A city's resolve strengthened in the wake of tragedy
One year ago shots cut the Chattanooga, Tennessee air like a knife as an active shooter made his way through the city's Armed Forces Career Center.
Today, the Navy Operational Support Center (NOSC) and Marine Corps Reserve Center building in Chattanooga is recovering. The building itself is surrounded by a green chain-link fence sparsely decorated with red, white, and blue wreaths, and signs proclaiming support for the U.S. A banner stretching 10-yards is filled with thousands of signatures. Inside, the building is heavily under construction, a renovation plan that has been pushed up a few fiscal years it peppered with bullet holes in the domestic terrorism attack.
The Chattanooga community gathered at the Tennessee River Park to commemorate the loss and Chattanooga Mayor Andy Berke announced a proclamation that July 16 will now be the city's Day of Remembrance.
"This day leads us to ask hard questions," Berke said. "While we've recounted the story of July 16 many times over the past year, the facts fail us in our search for meaning and understanding."
Back at the reserve center, dry wall dust settles slowly in the air and yellow caution tape marking construction areas moves in the air made as construction workers buzz through the building. It is a stark reminder of last year's attack.

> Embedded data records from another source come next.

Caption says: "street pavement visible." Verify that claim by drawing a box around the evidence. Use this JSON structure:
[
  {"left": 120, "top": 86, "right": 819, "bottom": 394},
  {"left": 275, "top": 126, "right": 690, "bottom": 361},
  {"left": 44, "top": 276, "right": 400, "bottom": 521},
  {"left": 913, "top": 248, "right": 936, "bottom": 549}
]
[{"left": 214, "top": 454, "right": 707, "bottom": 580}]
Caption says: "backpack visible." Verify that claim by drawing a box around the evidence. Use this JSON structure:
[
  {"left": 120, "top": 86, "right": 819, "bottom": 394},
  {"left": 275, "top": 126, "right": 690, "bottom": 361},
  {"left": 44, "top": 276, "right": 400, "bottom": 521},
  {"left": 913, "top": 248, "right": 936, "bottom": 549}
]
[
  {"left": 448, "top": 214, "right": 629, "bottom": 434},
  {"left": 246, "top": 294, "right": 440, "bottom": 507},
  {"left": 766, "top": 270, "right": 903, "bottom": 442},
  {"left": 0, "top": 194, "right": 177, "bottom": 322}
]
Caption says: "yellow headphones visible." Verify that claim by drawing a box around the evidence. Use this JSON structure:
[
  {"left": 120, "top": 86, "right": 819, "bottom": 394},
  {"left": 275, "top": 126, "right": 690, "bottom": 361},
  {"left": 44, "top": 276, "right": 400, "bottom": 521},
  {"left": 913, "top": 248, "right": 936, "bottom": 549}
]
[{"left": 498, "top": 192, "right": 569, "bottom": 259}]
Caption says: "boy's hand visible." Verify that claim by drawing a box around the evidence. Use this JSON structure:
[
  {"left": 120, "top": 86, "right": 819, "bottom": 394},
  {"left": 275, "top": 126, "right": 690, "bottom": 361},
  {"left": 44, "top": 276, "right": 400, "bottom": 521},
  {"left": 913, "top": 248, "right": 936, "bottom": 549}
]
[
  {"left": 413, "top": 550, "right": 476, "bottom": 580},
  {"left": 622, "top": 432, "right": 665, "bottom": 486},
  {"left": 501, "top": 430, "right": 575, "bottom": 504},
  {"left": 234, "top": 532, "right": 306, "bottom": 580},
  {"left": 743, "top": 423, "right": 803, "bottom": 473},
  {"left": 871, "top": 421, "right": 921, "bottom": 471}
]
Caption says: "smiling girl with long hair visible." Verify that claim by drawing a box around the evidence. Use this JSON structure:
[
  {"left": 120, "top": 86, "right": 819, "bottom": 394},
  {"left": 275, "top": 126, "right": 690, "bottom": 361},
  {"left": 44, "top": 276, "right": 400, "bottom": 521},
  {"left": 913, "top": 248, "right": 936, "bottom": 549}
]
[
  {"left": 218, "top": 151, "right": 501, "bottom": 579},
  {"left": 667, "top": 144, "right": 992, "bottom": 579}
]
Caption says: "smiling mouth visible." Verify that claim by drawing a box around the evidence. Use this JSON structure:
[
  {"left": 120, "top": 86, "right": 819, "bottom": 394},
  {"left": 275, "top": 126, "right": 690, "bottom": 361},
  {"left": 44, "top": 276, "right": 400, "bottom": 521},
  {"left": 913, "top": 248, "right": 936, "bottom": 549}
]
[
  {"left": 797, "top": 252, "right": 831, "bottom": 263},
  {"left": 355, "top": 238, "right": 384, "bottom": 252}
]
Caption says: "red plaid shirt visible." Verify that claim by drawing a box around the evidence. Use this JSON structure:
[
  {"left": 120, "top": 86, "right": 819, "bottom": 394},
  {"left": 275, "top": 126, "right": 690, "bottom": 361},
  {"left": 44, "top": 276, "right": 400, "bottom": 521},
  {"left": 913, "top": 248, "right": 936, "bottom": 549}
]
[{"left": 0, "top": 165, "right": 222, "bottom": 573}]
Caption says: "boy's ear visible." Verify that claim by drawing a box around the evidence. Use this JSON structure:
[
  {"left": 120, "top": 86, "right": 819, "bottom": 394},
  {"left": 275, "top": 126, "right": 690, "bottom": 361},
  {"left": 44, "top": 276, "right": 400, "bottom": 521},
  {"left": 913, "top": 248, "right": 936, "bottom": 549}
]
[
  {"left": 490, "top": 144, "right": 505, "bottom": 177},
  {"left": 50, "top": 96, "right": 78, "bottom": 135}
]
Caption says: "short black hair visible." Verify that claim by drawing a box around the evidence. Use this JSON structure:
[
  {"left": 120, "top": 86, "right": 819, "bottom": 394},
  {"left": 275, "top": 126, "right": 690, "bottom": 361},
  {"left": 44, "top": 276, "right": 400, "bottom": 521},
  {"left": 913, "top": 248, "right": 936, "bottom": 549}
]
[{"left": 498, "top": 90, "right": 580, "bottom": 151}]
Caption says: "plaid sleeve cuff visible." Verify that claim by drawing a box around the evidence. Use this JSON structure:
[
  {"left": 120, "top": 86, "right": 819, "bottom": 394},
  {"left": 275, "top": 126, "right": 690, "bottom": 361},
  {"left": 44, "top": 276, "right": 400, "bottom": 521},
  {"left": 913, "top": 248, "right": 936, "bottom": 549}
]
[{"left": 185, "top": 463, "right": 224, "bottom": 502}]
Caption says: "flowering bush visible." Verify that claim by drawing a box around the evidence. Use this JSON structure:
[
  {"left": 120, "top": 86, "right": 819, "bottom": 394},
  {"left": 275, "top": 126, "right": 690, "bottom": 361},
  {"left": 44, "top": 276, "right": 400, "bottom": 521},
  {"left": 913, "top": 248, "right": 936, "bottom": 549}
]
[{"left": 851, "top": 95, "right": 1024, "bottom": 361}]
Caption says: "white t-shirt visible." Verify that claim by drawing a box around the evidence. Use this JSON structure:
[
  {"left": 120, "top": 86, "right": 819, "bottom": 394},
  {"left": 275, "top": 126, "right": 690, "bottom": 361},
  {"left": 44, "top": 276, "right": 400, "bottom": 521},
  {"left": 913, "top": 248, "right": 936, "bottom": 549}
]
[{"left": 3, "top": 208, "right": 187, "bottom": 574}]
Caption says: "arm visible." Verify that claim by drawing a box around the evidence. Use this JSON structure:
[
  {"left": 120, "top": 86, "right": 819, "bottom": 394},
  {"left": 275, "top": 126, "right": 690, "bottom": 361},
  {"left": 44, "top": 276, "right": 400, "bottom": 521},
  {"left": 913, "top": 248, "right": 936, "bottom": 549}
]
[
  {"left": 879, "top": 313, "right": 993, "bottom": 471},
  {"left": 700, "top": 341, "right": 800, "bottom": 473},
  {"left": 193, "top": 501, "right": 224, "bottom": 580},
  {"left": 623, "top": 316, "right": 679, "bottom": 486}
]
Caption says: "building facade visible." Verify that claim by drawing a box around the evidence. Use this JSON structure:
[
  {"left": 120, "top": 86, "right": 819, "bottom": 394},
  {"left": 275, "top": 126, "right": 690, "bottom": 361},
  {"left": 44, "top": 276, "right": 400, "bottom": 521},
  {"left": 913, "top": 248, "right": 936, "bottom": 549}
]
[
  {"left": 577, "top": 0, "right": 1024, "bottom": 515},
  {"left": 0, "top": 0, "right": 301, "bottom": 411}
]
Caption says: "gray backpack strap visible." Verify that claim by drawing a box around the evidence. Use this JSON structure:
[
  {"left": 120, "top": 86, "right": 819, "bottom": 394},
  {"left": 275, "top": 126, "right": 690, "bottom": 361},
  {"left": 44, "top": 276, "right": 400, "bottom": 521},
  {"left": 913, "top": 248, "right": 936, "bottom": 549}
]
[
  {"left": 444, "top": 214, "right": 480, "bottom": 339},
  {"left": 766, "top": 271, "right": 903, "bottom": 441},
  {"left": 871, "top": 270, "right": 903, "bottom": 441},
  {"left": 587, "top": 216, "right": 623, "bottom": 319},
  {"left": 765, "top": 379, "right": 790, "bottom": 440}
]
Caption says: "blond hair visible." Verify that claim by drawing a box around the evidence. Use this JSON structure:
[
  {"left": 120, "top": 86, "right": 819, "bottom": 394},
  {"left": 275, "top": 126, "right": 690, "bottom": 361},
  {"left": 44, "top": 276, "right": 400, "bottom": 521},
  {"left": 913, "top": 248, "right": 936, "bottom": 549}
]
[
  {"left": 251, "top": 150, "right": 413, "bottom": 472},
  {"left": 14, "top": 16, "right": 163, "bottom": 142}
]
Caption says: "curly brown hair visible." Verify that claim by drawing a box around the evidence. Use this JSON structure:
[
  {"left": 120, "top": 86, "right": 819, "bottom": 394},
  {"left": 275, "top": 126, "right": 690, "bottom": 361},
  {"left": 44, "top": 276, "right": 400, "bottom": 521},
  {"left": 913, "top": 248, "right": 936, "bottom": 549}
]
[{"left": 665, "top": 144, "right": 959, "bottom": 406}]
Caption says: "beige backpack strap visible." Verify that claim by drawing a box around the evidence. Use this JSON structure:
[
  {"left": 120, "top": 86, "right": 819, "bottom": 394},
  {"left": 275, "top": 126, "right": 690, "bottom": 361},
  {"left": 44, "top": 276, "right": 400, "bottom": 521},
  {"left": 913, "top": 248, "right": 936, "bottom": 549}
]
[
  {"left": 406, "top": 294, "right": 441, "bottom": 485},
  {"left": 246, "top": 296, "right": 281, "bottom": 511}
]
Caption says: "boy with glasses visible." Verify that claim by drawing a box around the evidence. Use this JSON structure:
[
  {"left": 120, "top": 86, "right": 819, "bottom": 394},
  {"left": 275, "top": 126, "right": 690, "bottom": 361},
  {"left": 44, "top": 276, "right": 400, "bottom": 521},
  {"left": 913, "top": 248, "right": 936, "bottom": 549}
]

On that fateful Thursday morning in July 2015, eight of the NOSC's 11 staff members departed that morning to visit NOSC Knoxville. The building was quiet with only a few staff and reserve Sailors present. Lt. Cmdr. Timothy White, NOSC Chattanooga's commanding officer, had opened his office window to allow in the fresh summer air. Logistics Specialist 2nd Class Randall Smith, who was on duty that day, was working with reserve Sailors who were there to make up missed drill days.
At about the same time NOSC Chattanooga staff arrived in Knoxville, the silence and peace of that morning in Chattanooga was ruptured by a loud crash and screeching tires.